Os anais da criptologia contêm poucas referências a uma das melhores criptoanalistas do mundo. Agnes Meyer Driscoll, licenciada pela Ohio State University, onde estudou matemática, música, física e línguas estrangeiras, alistou-se na Marinha dos EUA em 1918, durante a Primeira Guerra Mundial, como yeoman principal, a mais alta patente possível para uma mulher do seu tempo. Continuou a trabalhar com a Marinha após a guerra, ajudando a desenvolver códigos, cifras e sinais operacionais. Quando a Segunda Guerra Mundial se aproximava, Driscoll decifrou o código de alto nível JN-25, utilizado nos comunicados navais japoneses mais secretos. Embora esse feito ainda não fosse plenamente aproveitável aquando do ataque japonês a Pearl Harbor em Dezembro de 1941, foi utilizado posteriormente para fornecer avisos antecipados sobre futuros ataques japoneses, incluindo o perpetrado contra Midway Island em Junho de 1942. Conhecida como “Miss Aggie” e “Madame X”, Driscoll continuou a ser uma das principais criptoanalistas da Marinha dos EUA até 1949. Depois dessa data, trabalhou em várias agências de criptologia nacionais, antes de se reformar em 1959. Em 2000, o nome de Driscoll foi incluído no Hall of Honor da Agência de Segurança Nacional.

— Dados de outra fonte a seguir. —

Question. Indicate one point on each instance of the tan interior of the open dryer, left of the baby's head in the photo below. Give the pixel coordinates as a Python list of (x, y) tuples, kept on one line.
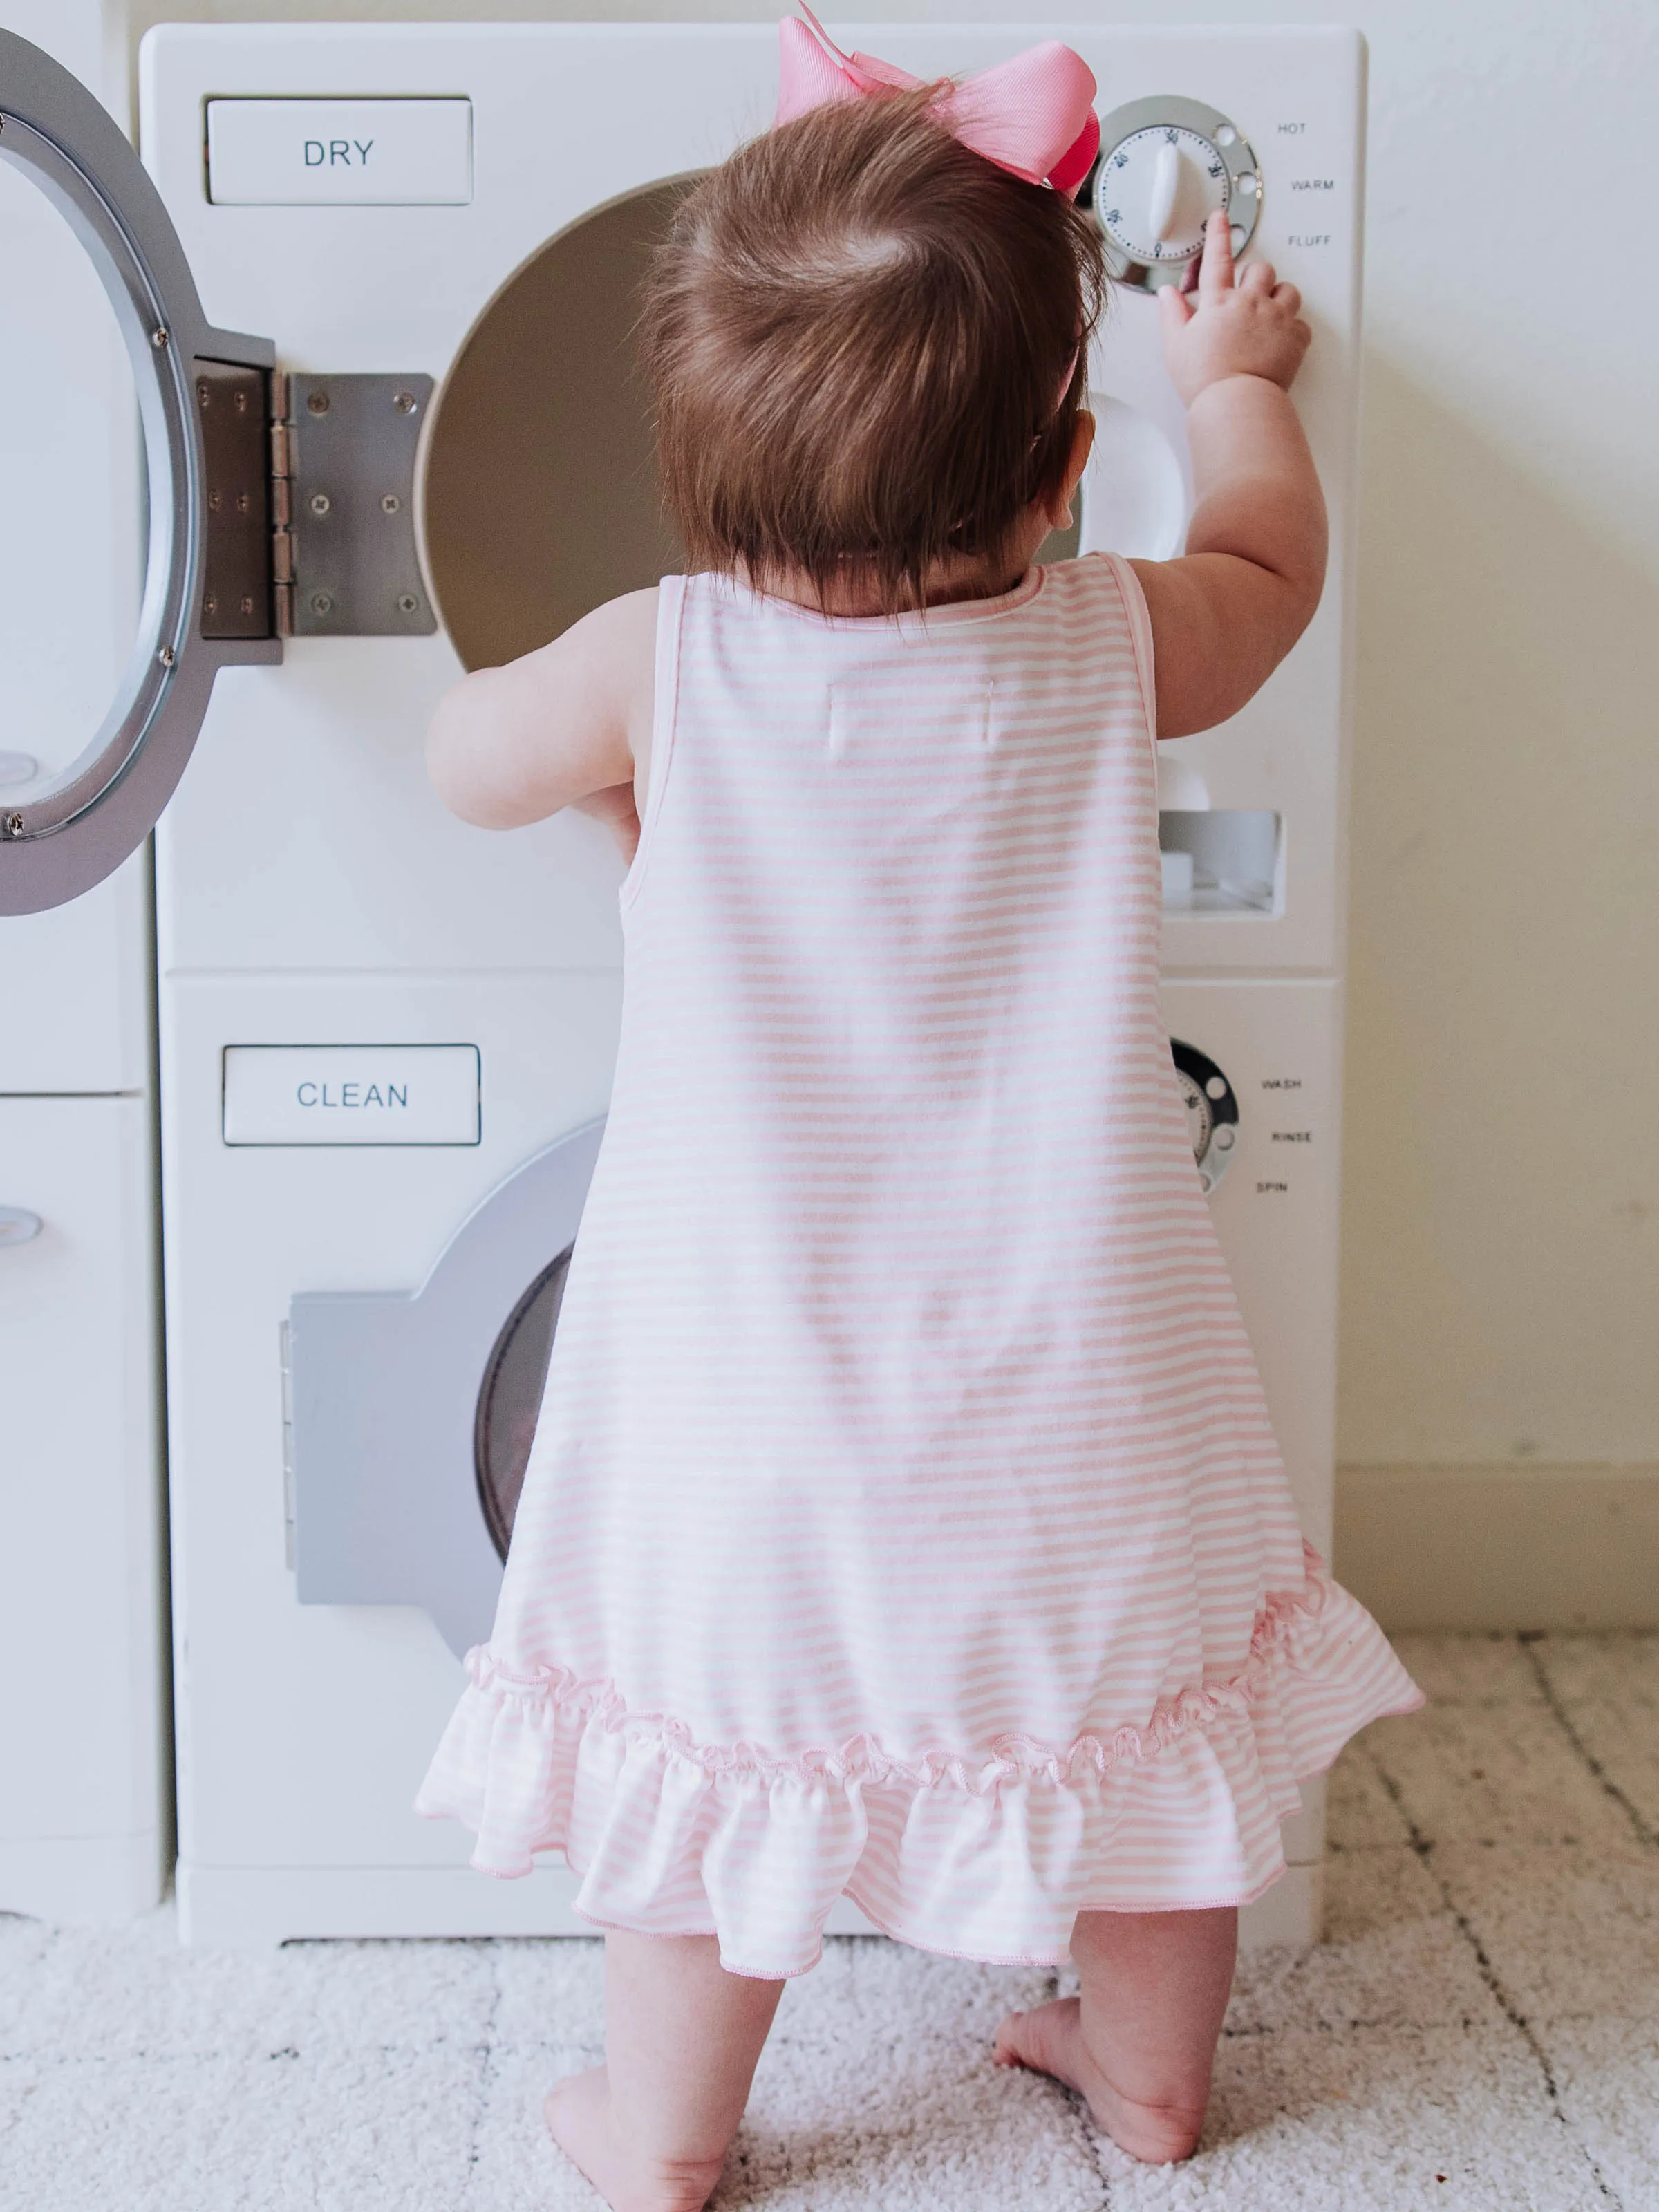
[(539, 492)]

Agnes Meyer Driscoll foi uma criptoanalista norte-americana que desempenhou um papel fundamental em ambas as guerras mundiais.
SCIENCE HISTORY IMAGES / ALAMY STOCK PHOTO

Agnes Meyer Driscoll foi uma criptoanalista norte-americana que desempenhou um papel fundamental em ambas as guerras mundiais. Colaborou no desenvolvimento de uma das máquinas de codificação da Marinha dos E.U.A. – a Communications Machine — que se tornou um dispositivo standard de codificação da Marinha durante grande parte da década de 1920.
 

5. Andrée de Jongh

Conhecida pela alcunha de Carteiro, Andrée “Dédée” de Jongh liderou a Rede Cometa (Le Réseau Comète), uma rede secreta na Bélgica e na França ocupadas que organizava o transporte de soldados e pilotos Aliados alvejados em território inimigo até locais seguros. Jongh e a sua rede davam-lhes roupas civis e documentos de identificação falsos e conduziam-nos a uma série de casas seguras até atravessarem a fronteira franco-espanhola nos Pirenéus. Uma vez ali chegados, os funcionários do consulado britânico assumiam as operações e evacuavam-nos através de Gibraltar. A Rede Cometa salvou um total de 800 elementos das forças Aliadas e Jongh liderou pessoalmente dezenas de viagens a pé. Um piloto britânico que ela ajudou descreveu-a como uma “jovem frágil que aparenta ter 20 anos, muito bonita, simpática, amável, alegre e simples”.
Os nazis acabaram por capturá-la, enviando-a para vários campos de concentração, incluindo o infame Ravensbrück. Embora tenha sido interrogada 21 vezes, recusou-se a revelar os nomes dos líderes da resistência ou a trair algum dos seus camaradas, incluindo o seu pai, que também era suspeito. O pai de Jongh foi executado, mas ela sobreviveu por que os nazis subestimaram a importância desta mulher jovem e discreta.

Dédée de Jongh organizou a Rede Cometa com familiares e ajudou pilotos Aliados abatidos na Bélgica a escaparem de territórios ocupados pelos alemães.
IMPERIAL WAR MUSEUM

Dédée de Jongh organizou a Rede Cometa com familiares e ajudou pilotos Aliados abatidos na Bélgica a escaparem de territórios ocupados pelos alemães.